Alariana / Warner :: 2001 :: [acheter ce disque

Première écoute : bon sang, que cet album est affligeant. Déplorable, lamentable, pitoyable. Imaginez une heure de temps de préchi précha "conscient" à la française dicté avec un air de chien battu par une caillera revenue de tout, sans répit et avec gravité : eh les petits frères, faut arrêter avec la violence, l'argent vous empoisonne la vie et vous faîtes pleurer vos pères et vos mères. Déposez les armes et retrouvez vos racines.
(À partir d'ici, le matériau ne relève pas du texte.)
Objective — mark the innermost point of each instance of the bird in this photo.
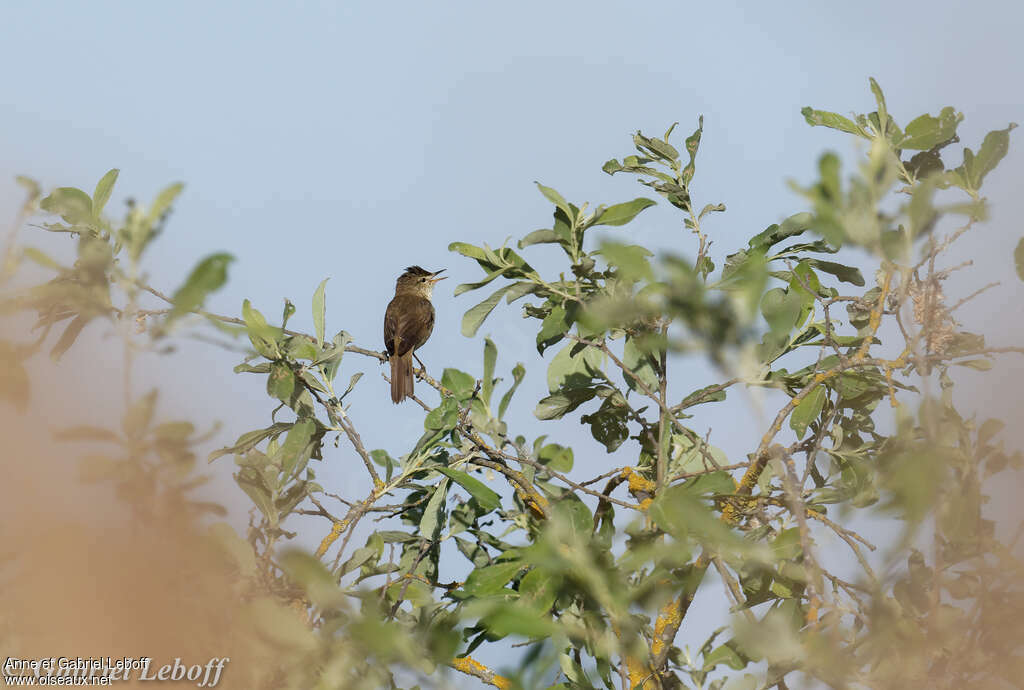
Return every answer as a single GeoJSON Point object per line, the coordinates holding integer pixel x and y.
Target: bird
{"type": "Point", "coordinates": [408, 324]}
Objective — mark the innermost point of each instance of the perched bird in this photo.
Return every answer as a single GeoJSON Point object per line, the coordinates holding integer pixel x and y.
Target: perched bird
{"type": "Point", "coordinates": [408, 322]}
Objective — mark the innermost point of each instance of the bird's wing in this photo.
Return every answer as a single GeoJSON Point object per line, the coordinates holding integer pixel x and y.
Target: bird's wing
{"type": "Point", "coordinates": [408, 324]}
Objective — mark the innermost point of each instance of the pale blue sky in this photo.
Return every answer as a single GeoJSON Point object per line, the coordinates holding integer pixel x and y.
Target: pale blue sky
{"type": "Point", "coordinates": [350, 140]}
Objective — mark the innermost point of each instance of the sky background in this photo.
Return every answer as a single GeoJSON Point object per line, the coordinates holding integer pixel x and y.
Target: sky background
{"type": "Point", "coordinates": [350, 140]}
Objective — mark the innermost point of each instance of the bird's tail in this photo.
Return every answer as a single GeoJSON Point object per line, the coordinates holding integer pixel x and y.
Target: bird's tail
{"type": "Point", "coordinates": [401, 377]}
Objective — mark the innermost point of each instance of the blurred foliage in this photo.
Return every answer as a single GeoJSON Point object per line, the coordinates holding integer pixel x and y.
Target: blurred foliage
{"type": "Point", "coordinates": [595, 575]}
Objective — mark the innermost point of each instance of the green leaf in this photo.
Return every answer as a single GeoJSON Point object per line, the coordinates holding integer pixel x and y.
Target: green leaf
{"type": "Point", "coordinates": [248, 440]}
{"type": "Point", "coordinates": [608, 425]}
{"type": "Point", "coordinates": [263, 336]}
{"type": "Point", "coordinates": [574, 367]}
{"type": "Point", "coordinates": [631, 260]}
{"type": "Point", "coordinates": [510, 618]}
{"type": "Point", "coordinates": [558, 404]}
{"type": "Point", "coordinates": [69, 337]}
{"type": "Point", "coordinates": [729, 654]}
{"type": "Point", "coordinates": [489, 359]}
{"type": "Point", "coordinates": [475, 315]}
{"type": "Point", "coordinates": [320, 311]}
{"type": "Point", "coordinates": [85, 433]}
{"type": "Point", "coordinates": [928, 131]}
{"type": "Point", "coordinates": [433, 514]}
{"type": "Point", "coordinates": [553, 328]}
{"type": "Point", "coordinates": [209, 274]}
{"type": "Point", "coordinates": [492, 579]}
{"type": "Point", "coordinates": [71, 204]}
{"type": "Point", "coordinates": [542, 236]}
{"type": "Point", "coordinates": [555, 199]}
{"type": "Point", "coordinates": [994, 146]}
{"type": "Point", "coordinates": [309, 572]}
{"type": "Point", "coordinates": [558, 458]}
{"type": "Point", "coordinates": [780, 309]}
{"type": "Point", "coordinates": [539, 589]}
{"type": "Point", "coordinates": [638, 360]}
{"type": "Point", "coordinates": [807, 411]}
{"type": "Point", "coordinates": [880, 99]}
{"type": "Point", "coordinates": [162, 203]}
{"type": "Point", "coordinates": [101, 195]}
{"type": "Point", "coordinates": [332, 358]}
{"type": "Point", "coordinates": [518, 372]}
{"type": "Point", "coordinates": [485, 498]}
{"type": "Point", "coordinates": [701, 395]}
{"type": "Point", "coordinates": [794, 225]}
{"type": "Point", "coordinates": [460, 383]}
{"type": "Point", "coordinates": [300, 444]}
{"type": "Point", "coordinates": [844, 273]}
{"type": "Point", "coordinates": [620, 214]}
{"type": "Point", "coordinates": [835, 121]}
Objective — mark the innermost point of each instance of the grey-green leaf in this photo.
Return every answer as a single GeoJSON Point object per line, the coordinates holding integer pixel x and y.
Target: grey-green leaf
{"type": "Point", "coordinates": [834, 120]}
{"type": "Point", "coordinates": [475, 315]}
{"type": "Point", "coordinates": [102, 192]}
{"type": "Point", "coordinates": [209, 274]}
{"type": "Point", "coordinates": [486, 498]}
{"type": "Point", "coordinates": [620, 214]}
{"type": "Point", "coordinates": [320, 310]}
{"type": "Point", "coordinates": [807, 411]}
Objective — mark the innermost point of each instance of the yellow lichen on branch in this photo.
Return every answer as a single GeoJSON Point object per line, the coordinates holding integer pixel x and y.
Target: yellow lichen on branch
{"type": "Point", "coordinates": [471, 666]}
{"type": "Point", "coordinates": [331, 537]}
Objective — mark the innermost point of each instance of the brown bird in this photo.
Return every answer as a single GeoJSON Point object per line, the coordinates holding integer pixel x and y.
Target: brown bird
{"type": "Point", "coordinates": [408, 322]}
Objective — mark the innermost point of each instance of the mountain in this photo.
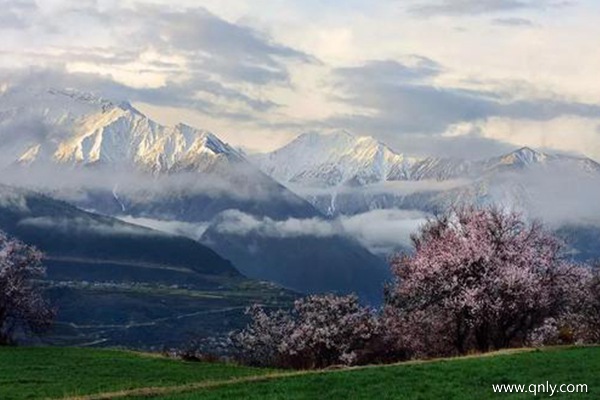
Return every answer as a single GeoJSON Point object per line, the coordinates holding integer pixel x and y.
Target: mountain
{"type": "Point", "coordinates": [119, 161]}
{"type": "Point", "coordinates": [117, 284]}
{"type": "Point", "coordinates": [342, 174]}
{"type": "Point", "coordinates": [108, 157]}
{"type": "Point", "coordinates": [306, 262]}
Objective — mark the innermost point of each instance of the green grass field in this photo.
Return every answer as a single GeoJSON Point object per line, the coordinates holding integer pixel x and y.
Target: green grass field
{"type": "Point", "coordinates": [53, 373]}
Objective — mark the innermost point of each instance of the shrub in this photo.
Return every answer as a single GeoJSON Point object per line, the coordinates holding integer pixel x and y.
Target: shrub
{"type": "Point", "coordinates": [319, 331]}
{"type": "Point", "coordinates": [481, 280]}
{"type": "Point", "coordinates": [22, 307]}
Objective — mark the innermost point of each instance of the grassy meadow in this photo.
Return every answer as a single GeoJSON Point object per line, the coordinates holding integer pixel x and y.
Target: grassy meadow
{"type": "Point", "coordinates": [58, 373]}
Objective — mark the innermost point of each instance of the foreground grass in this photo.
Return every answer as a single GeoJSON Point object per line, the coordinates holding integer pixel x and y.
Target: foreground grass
{"type": "Point", "coordinates": [39, 373]}
{"type": "Point", "coordinates": [466, 378]}
{"type": "Point", "coordinates": [57, 373]}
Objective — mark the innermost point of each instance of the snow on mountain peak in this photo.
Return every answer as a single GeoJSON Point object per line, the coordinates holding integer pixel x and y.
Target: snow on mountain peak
{"type": "Point", "coordinates": [332, 159]}
{"type": "Point", "coordinates": [86, 129]}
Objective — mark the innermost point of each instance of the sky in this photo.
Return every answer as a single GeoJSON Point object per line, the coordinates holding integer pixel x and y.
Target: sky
{"type": "Point", "coordinates": [464, 78]}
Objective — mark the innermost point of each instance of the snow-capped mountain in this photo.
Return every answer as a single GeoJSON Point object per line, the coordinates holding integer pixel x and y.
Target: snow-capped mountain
{"type": "Point", "coordinates": [107, 156]}
{"type": "Point", "coordinates": [83, 129]}
{"type": "Point", "coordinates": [340, 158]}
{"type": "Point", "coordinates": [333, 159]}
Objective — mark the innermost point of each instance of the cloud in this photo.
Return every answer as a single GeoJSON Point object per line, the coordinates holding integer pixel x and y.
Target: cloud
{"type": "Point", "coordinates": [515, 22]}
{"type": "Point", "coordinates": [391, 99]}
{"type": "Point", "coordinates": [381, 231]}
{"type": "Point", "coordinates": [235, 222]}
{"type": "Point", "coordinates": [13, 13]}
{"type": "Point", "coordinates": [476, 7]}
{"type": "Point", "coordinates": [77, 224]}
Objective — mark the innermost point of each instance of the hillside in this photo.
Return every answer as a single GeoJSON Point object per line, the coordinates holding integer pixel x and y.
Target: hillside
{"type": "Point", "coordinates": [36, 373]}
{"type": "Point", "coordinates": [120, 284]}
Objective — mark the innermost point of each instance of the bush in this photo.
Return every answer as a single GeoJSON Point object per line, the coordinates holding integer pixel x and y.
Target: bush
{"type": "Point", "coordinates": [22, 307]}
{"type": "Point", "coordinates": [319, 331]}
{"type": "Point", "coordinates": [481, 280]}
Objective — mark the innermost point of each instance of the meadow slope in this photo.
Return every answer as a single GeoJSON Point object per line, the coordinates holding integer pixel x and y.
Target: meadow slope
{"type": "Point", "coordinates": [59, 373]}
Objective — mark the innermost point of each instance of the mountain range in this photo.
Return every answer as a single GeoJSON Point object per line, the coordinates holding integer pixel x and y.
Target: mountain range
{"type": "Point", "coordinates": [343, 174]}
{"type": "Point", "coordinates": [258, 228]}
{"type": "Point", "coordinates": [108, 158]}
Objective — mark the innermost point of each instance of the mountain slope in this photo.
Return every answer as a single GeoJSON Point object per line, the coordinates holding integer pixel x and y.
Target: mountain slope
{"type": "Point", "coordinates": [304, 262]}
{"type": "Point", "coordinates": [119, 161]}
{"type": "Point", "coordinates": [328, 160]}
{"type": "Point", "coordinates": [121, 284]}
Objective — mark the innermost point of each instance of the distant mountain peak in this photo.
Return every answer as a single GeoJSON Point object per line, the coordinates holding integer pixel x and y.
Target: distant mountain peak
{"type": "Point", "coordinates": [333, 158]}
{"type": "Point", "coordinates": [524, 156]}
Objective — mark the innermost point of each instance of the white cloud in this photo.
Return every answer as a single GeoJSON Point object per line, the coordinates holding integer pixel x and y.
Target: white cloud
{"type": "Point", "coordinates": [381, 231]}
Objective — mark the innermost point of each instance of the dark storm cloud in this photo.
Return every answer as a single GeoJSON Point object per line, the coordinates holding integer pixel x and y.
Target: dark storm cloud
{"type": "Point", "coordinates": [516, 22]}
{"type": "Point", "coordinates": [213, 56]}
{"type": "Point", "coordinates": [396, 98]}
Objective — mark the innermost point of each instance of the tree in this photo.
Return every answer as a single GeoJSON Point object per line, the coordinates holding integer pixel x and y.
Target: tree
{"type": "Point", "coordinates": [319, 331]}
{"type": "Point", "coordinates": [22, 307]}
{"type": "Point", "coordinates": [481, 278]}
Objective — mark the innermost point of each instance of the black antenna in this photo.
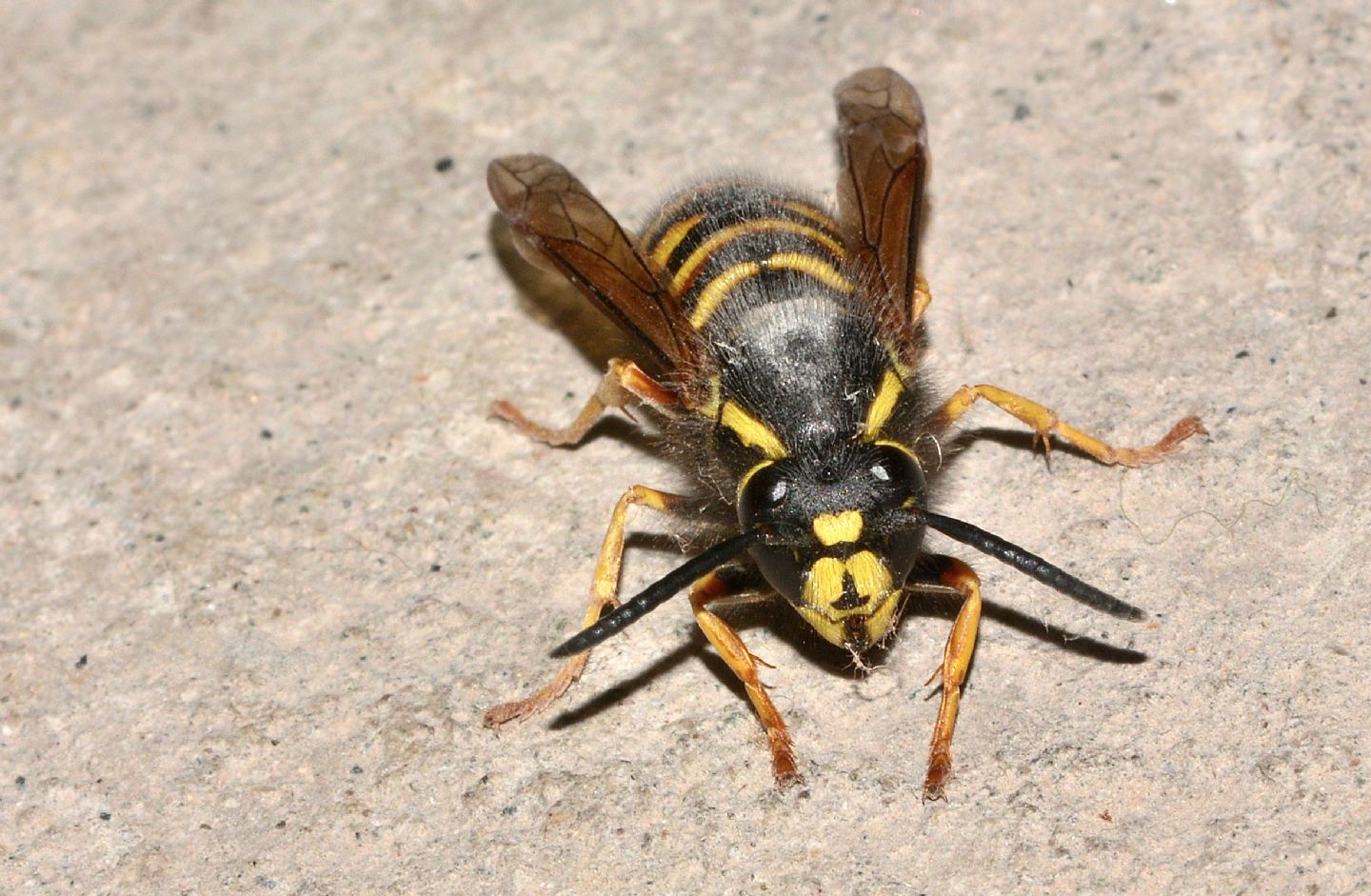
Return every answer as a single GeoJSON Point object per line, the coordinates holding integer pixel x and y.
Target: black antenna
{"type": "Point", "coordinates": [657, 593]}
{"type": "Point", "coordinates": [1031, 566]}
Ecoutez bien ce que j'ai à vous dire, moi qui ai tant vécu.

Voilà pour l'essentiel du propos. En Jean Valjean des temps modernes, l'ancien Ideal J nous fait le coup du malfrat repenti, transfiguré par la religion, et décline ses leçons de vie sur plusieurs modes le long des 11 plages de l'album. Le tout est énoncé conscien(cieusement), avec l'application et la poésie d'un collégien : et que je te fasse rimer deux vers avec le même mot ("est-ce comme ça que tu les remercie, un jour il faudra que tu prennes le temps de leur dire merci", entre beaucoup d'autres), et que je t'inverse maladroitement les phrases pour mettre tel mot devant tel autre et que ça sonne mieux.

OK. Musicalement, Kery James refuse la facilité du son rap pseudo-mélancolique piano/violon, en partie parce que l'Islam lui interdit l'usage de tels instruments. Mais c'est pour mieux adopter ce qui est en passe de devenir un nouveau poncif hip hop depuis Bisso na Bisso et la collaboration de Common avec le fils Kuti : les beats world music, latins ("Parce que") ou plus souvent africains. Tiens, d'ailleurs Salif Keita vient représenter ici le Continent Noir et chanter pour les jeunes blacks en perdition ("La Honte"). L'ensemble de l'album est bien entendu saupoudré des choeurs soul / nu soul / r'n'b / gospel (à vous de voir) de circonstance. Pour faire comme les grands, Kery James a aussi invité Les Nubians ("Déséquilibre"), parfaitement adaptées à ce genre de registre.

Deuxième écoute : eh, mais non, en fait c'est pas mal du tout ! Voire bon, voire très bon. Certes, Kery James fonce tête baissée sur tous les clichés imaginables, mais il le fait avec application et conviction, en devient touchant à force de sincérité. Et les beats sont finalement d'une musicalité rarement atteinte dans le rap français. Les sonorités africaines de "Des Terres d'Afrique" et de "La Honte" sont tout à fait justes, l'intervention de Salif Keita est pertinente et bienvenue, et les choeurs, loin de se limiter à des "waaaoooiaahh" de branleuses, réinventent une saveur véritablement soul, avec même parfois un soupçon d'étrangeté qui n'est pas déplaisant.

Cela fonctionne d'autant mieux que Kery James a su concocter un véritable album, avec un début, une fin, et une bonne articulation entre les morceaux. "Deux Issues", par exemple, vient donner une impulsion électronisante au moment idéal, en plein coeur de l'album. Et les deux meilleurs titres sont placés aux endroits les plus adaptés : "Si C'était à Refaire..." au début et l'autobiographique "28 Décembre 1977" (un long récit de son parcours des origines haïtiennes jusqu'à la conversion à l'Islam) à la fin.

Troisième écoute : bon, il faut tout de même raison garder. La thématique "consciente" outrancière n'est pas le seul défaut de Si C'était à Refaire et la sincérité évidente de Kery James ne légitime pas la complaisance maquillée de moralisme avec laquelle il décrit une société apocalyptique. OK, c'est pas la joie les quartiers, mais à l'écouter, ça serait pire que l'Afghanistan ("Cessez le Feu").

Mêmes nuances côté strictement musical. Sans nier la grande force de certains titres, les premiers et le dernier principalement, Si c'Etait à Refaire vire parfois variété inodore et incolore ("Déséquilibre", "C'qui nous Perd", "Soledad"). Cela rend quand même plus du tiers du disque tout à fait dispensable. C'est peut-être pas très génant à l'échelle du rap français, mais dans l'absolu c'est pas encore tout à fait ça.

Quatrième, cinquième, sixième écoutes : considéré comme un tout, Si c'Etait à Refaire est un album raisonnablement bon.